Met mes (Países Baixos, 2022 – no título em holandês, que poderia ser traduzido como “com faca”) parte de um interessantíssimo ponto de partida, que se remete a uma complexa questão moral. Eveline decide abandonar o fútil programa de televisão em que é apresentadora para passar a filmar documentários sobre “questões sociais relevantes”. Para isso, investe suas economias na aquisição de uma “moderna” câmera de vídeo. Ao sair para realizar suas primeiras filmagens, sua câmera é furtada, numa jogada tramada por dois jovens estudantes que querem arrumar dinheiro para comprar um novo apetrecho. No entanto, a seguradora não pode ser acionada em caso de furto mas apenas em roubo. Assim, Eveline inventa uma mentira para se safar: diz que ela foi atacada por um jovem que a ameaçou com uma faca. Quando o jovem é capturado ao tentar vender a câmera, percebe que sua ação poderá ter graves consequências devido à acusação, ainda que inverídica, de Eveline.

Essa grande sinopse pode passar a impressão de ser um drama realista sobre um encontro inesperado e uma tomada de consciência, aos moldes de um dos decálogos do grande mestre Kieslowski. No entanto, não é esta a opção do diretor holandês Sam de Jong. Ao contrário, ele busca enfatizar a ironia da situação, uma vez que esgarça a vocação realista de seu conto moral para hiperestilizar seu filme, como se fosse um dos programas de televisão de gosto duvidoso apresentados por Eveline. Sua estética, portanto, aprofunda esse mal-estar: sem se perceber disso, a bem intencionada Eveline está profundamente contaminada pela ideologia de seu programa, sendo incapaz de abraçar as questões sociais que ela tanto almeja. Ao mesmo tempo, seu individualismo ganha inesperado paralelo com a posição do estudante, que furta a câmera motivado por um mero desejo fútil de consumo. Assim, não há propriamente vítimas nessa relação dupla, mediada pelo simples egoísmo, desejo de consumo e oportunismo, de ambas as partes. As instituições (a polícia, a escola, a família) parecem não estar muito preocupadas em nada além da manutenção de sua própria imagem institucionalizada, seguindo friamente as normas. Ao final, a ironia é que o filme de Eveline de fato acabou disparando as questões sociais que ela inicialmente almejava, mas por uma outra camada. A câmera é, no fundo, essa espécie de faca, que atinge quem estiver por perto, motivada simplesmente pelo seu interesse próprio.

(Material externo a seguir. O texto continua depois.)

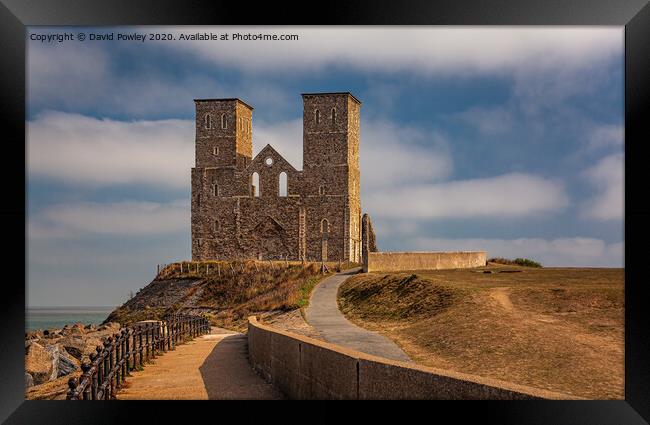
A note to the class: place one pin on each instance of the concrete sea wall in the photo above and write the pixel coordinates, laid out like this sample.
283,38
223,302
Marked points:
305,368
400,261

De Song evita, portanto, as conclusões moralizantes de seu conto de vocação moral. Não há, portanto, possibilidade de redenção ou de tomada de consciência diante da iminência de tragédia, mas simplesmente um acordo oportunista entre as partes em que ambos podem “lucrar” com o acontecimento: este é o filme que está sendo feito diante de nós. Mas até que ponto essa câmera-faca pode de fato ferir?

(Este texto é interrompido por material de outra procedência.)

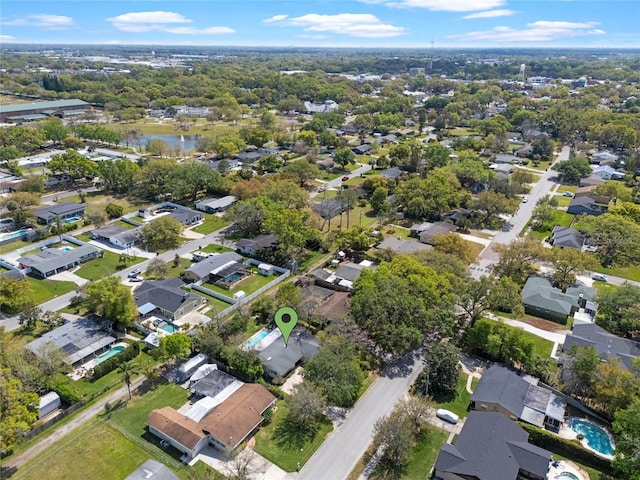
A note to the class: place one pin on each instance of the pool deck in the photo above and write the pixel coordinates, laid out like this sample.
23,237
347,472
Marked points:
562,466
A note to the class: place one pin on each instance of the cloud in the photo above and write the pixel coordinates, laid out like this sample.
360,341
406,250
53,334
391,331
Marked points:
42,20
540,31
441,5
352,24
140,22
490,14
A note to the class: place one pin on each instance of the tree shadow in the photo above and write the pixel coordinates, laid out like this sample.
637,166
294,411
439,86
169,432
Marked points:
292,434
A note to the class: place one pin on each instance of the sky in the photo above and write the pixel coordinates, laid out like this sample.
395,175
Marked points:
329,23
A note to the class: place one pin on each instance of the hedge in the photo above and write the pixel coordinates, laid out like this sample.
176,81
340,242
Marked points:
112,363
566,448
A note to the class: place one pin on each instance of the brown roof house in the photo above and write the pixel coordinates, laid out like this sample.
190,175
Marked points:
225,427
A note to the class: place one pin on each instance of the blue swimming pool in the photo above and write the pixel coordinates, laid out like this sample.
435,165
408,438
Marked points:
596,437
253,341
168,327
112,352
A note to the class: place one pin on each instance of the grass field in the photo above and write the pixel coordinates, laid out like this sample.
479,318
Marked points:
275,449
107,265
44,290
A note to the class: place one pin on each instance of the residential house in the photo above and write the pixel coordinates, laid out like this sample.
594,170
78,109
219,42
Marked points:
48,215
203,270
249,246
152,470
80,340
607,172
280,359
225,426
564,237
324,107
541,299
165,298
586,205
117,236
214,205
399,245
438,228
50,261
606,344
491,447
502,390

Com isso, surge uma última observação. É curioso pensarmos na relação entre esse filme (Met mes – Com faca) com Het mes (A faca), clássico do cinema holandês, realizado em 1961, por Fons Rademakers. A direta relação entre os títulos (a diferença de uma única letra) e a posição de prestigio de Rademakers na trajetória do cinema moderno holandês permitem a proposição dessa associação entre esses filmes separados por um intervalo de mais de meio século. O filme de Rademakers também trata das hipocrisias das instituições da sociedade holandesa, mas do ponto de vista de um menino que não se identifica com seu meio, e que passa a esconder uma faca, que representa sua revolta mas também seu refúgio, como se ela fosse sua única verdadeira amiga. O humanismo de Rademakers se expressa por sua opção pelo realismo, visto que o cineasta já havia sido assistente de De Sica e Renoir. Seu filme é o avesso de um conto de fadas, mas uma experiência infantil sombria, em que o diretor fica do lado de quem se opõe aos rumos do sistema, ainda que seja uma ingênua criança que ainda não teve tempo de “crescer”.

Por sua vez, Met Mes propõe uma crítica muito confortável ao sistema, incorporando em sua estética uma ironia interna que acaba por reproduzir as representações visuais do ponto de vista do sistema, ou seja, que provoca o espectador mais pelo choque visual do que pelas repercussões morais da narrativa. Nesse caso, a ironia afasta o espectador de uma reflexão crítica, naturalizando os dilemas éticos do filme, que tendem a ser fetichizados por uma superfície sedutora, o que, a meu ver, acaba diluindo a potência do embate ético proposto pelo filme.